Schwäbische Zeitung (Sigmaringen)
„Lobbyisten haben hervorragende Arbeit geleistet“
Zu unserer Berichterstattung über den geplanten Kalksteinbruch am Mittelberg in Thiergarten erreichte uns folgender Leserbrief:
Nachtrag zur Infoveranstaltung vom 28. Juni im Tobelhaus in Hausen im Tal: Neben zahlreichen Bürgern aus der gesamten Umgebung waren auch fast alle an diesem Verfahren beteiligten Entscheidungsträger anwesend. Zum Unverständnis aller Anwesenden war jedoch ein wichtiger Entscheidungsträger, nämlich der Regionalverband Bodensee-Oberschwaben, nicht vertreten. Eine wichtige Frage konnte so nicht beantwortet werden.

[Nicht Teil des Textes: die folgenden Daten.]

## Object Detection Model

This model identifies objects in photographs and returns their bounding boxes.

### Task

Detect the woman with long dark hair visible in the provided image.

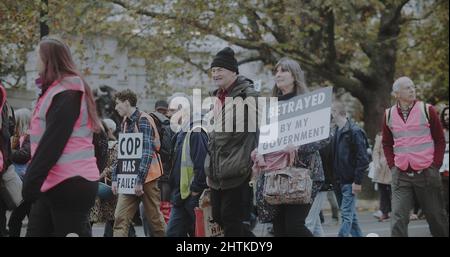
[253,58,328,237]
[22,37,101,236]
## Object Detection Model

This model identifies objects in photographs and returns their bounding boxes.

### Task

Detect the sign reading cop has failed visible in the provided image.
[117,133,143,194]
[258,87,332,154]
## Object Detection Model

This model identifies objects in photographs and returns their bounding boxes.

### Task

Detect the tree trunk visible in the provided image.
[364,85,391,142]
[359,78,392,199]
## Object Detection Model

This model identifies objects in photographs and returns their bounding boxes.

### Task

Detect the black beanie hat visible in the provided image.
[211,47,239,74]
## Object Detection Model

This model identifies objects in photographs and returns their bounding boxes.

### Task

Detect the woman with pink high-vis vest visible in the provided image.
[22,37,101,237]
[382,77,448,237]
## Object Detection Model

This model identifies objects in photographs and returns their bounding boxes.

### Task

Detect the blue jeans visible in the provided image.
[338,184,363,237]
[305,192,327,237]
[166,194,200,237]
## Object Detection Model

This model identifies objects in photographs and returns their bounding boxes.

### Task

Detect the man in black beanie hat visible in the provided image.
[205,47,258,236]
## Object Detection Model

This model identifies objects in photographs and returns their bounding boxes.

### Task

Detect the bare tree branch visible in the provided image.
[238,56,264,65]
[400,0,447,24]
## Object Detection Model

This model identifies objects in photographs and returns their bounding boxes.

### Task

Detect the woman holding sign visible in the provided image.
[254,58,328,236]
[22,37,101,237]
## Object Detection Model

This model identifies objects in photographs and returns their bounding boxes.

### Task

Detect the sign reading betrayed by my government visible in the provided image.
[258,87,332,154]
[117,133,143,194]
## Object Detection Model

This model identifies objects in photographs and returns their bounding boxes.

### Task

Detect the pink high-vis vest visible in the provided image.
[386,101,434,171]
[29,76,99,192]
[0,85,6,173]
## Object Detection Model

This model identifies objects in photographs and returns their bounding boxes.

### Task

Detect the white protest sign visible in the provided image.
[117,133,143,194]
[258,87,332,154]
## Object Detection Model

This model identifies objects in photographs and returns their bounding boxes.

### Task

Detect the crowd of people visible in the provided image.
[0,37,449,237]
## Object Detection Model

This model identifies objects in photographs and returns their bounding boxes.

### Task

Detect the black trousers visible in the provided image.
[273,204,313,237]
[26,177,98,237]
[8,201,31,237]
[211,180,254,237]
[378,183,392,215]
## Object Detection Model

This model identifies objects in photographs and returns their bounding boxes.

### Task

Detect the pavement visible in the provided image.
[7,200,431,237]
[92,210,431,237]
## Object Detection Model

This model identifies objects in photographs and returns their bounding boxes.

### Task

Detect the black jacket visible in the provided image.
[169,124,208,205]
[319,142,336,191]
[331,120,369,185]
[9,135,31,164]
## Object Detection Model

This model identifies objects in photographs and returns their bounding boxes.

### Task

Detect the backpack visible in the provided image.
[92,122,108,173]
[149,112,175,180]
[350,124,372,171]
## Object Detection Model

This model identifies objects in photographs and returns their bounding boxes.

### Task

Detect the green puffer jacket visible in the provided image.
[205,76,259,190]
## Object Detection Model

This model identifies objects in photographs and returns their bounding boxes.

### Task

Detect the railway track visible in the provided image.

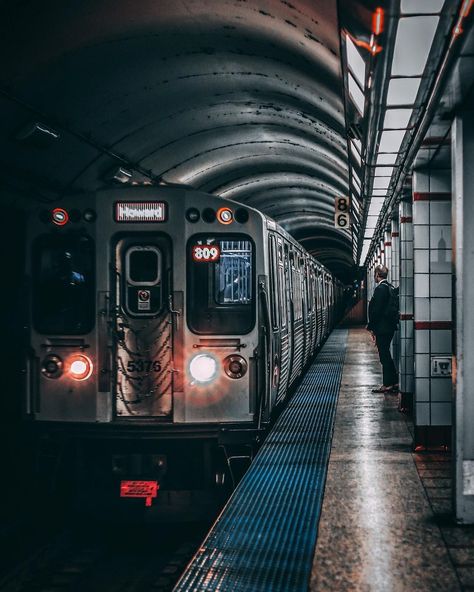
[0,521,211,592]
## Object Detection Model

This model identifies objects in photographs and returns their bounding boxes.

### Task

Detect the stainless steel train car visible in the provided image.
[25,186,342,501]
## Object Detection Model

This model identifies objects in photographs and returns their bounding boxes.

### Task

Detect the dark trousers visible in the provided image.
[375,333,398,386]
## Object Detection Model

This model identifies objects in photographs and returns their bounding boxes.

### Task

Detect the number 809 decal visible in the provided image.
[192,245,221,263]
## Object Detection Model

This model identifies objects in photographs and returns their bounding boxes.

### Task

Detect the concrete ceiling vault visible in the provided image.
[0,0,353,275]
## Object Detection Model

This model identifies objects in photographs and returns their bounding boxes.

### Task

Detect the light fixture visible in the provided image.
[51,208,69,226]
[346,35,365,88]
[107,166,132,184]
[347,72,365,116]
[387,78,421,106]
[392,16,439,76]
[217,208,234,224]
[67,354,94,381]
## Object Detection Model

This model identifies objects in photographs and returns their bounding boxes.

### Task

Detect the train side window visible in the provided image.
[187,235,255,335]
[268,235,280,329]
[32,235,95,335]
[278,240,287,327]
[214,241,252,304]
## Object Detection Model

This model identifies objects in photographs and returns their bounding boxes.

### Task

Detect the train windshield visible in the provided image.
[214,240,252,304]
[32,235,95,335]
[188,235,255,335]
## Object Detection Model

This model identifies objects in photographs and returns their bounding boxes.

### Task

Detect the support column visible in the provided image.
[452,111,474,524]
[398,201,414,411]
[413,169,452,448]
[383,226,392,282]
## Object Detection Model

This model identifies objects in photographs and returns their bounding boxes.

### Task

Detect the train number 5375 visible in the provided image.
[127,360,161,372]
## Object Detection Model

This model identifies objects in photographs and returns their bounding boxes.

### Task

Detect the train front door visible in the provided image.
[112,233,173,419]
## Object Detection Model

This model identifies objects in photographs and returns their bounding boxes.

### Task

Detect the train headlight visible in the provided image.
[51,208,69,226]
[224,355,248,378]
[41,354,64,378]
[68,354,94,380]
[189,354,218,384]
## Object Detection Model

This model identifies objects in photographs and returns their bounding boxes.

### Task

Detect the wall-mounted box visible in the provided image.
[431,356,452,376]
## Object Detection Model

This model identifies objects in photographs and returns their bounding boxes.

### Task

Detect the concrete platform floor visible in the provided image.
[310,329,474,592]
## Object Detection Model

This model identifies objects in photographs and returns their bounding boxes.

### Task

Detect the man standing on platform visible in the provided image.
[367,265,398,393]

Im Jahr 2015 hat dieser Regionalverband einen Kalkabbau am Mittelberg abgelehnt. Mit der Begründung, es gäbe noch weitere Vorkommen hochreiner Kalke in der Umgebung, die außerhalb des FFH-Gebiets in wesentlich unsensibleren Gebieten liegen. Nun, ein gutes Jahr später, hat genau dieser Regionalverband, ohne dass sich an der Lage auch nur das geringste geändert hat, dem Kalkabbau, beziehungsweise Zielabweichungsverfahren, einstimmig zugestimmt. Viele der anwesenden Bürger wollten darauf eine Erklärung, aber es gab niemanden, der eine plausible Antwort geben konnte. Es bleibt also die Vermutung, dass auch ein Vertreter des Regionalverbands keine befriedigende Antwort hätte geben können, was diesen plötzlichen Sinneswandel ausgelöst hat. Zwischenzeitlich ist zu lesen, dass der Regionalverband-Direktor Herr Franke den Kalkabbau am Mittelberg weiterhin für unausweichlich hält. Auch hier fehlt eine plausible Erklärung, warum das „unausweichlich“ist. Handelt es sich bei der jährlich geplanten Abbaumenge doch lediglich um rund 3,6 Prozent des in Baden-Württemberg insgesamt abgebauten Kalks. Ob diese 3,6 Prozent die diversen, schwerwiegenden Negativmerkmale, die dadurch entstehen, rechtfertigen, ist doch äußerst fraglich. Eine besondere Erklärung ist Herr Franke dafür schon schuldig, warum von mehreren Standorten ausgerechnet der sensibelste, nämlich der am Mittelberg, unausweichlich ist. Bei einer Sitzung des Regionalverbands im Jahr 2015 erklärte Herr Werner vom Landesamt für Geologie: Das Landesamt habe nach alternativen Abbaugebieten gesucht. Zum Beispiel weise der mit dem Namen „Stetten 1“bezeichnete Standort eine hohe Gesteinsqualität und einen voraussichtlichen Vorrat von mehr als 60 Millionen Tonnen Kalk aus. Einwendungen wegen öffentlicher oder privater Belange sind in größerem Umfang nicht zu erwarten. Mit nur halbwegs gesundem Menschenverstand muss man sich fragen, warum dann ausgerechnet der Abbau am sensibelsten Standort mitten in einem geschützten Naturpark „unausweichlich“Vorrang hat.
Es kann ja wohl nicht ausschlaggebend sein, dass der Standort „Stetten 1“nicht im Besitz des Prinzen Max zu Fürstenberg ist.
Nun zum Regierungspräsidium Tübingen: Niemand konnte sich so recht vorstellen, dass auch das Regierungspräsidium dem Zielabweichungsverfahren zustimmen würde. Auch hier gab es keine, zumindest plausible, Begründung. Alle Träger öffentlicher Belange, das heißt sämtliche angrenzenden Gemeinden sowie Naturschutzverbände, etc. haben nachhaltig dagegen gestimmt. Auch war dem Regierungspräsidium wohl bekannt, dass die Bevölkerung aller umliegender Gemeinden und auch darüber hinaus fast zu 100 Prozent gegen einen Eingriff in den sensiblen Naturpark Oberes Donautal sind. All das hat die Entscheidungsträger beim Regierungspräsidium offensichtlich nicht beeindruckt. Abschließend müsste man eigentlich hier dem Haus Fürstenberg gratulieren, haben doch seine Lobbyisten bisher eine hervorragende Arbeit geleistet.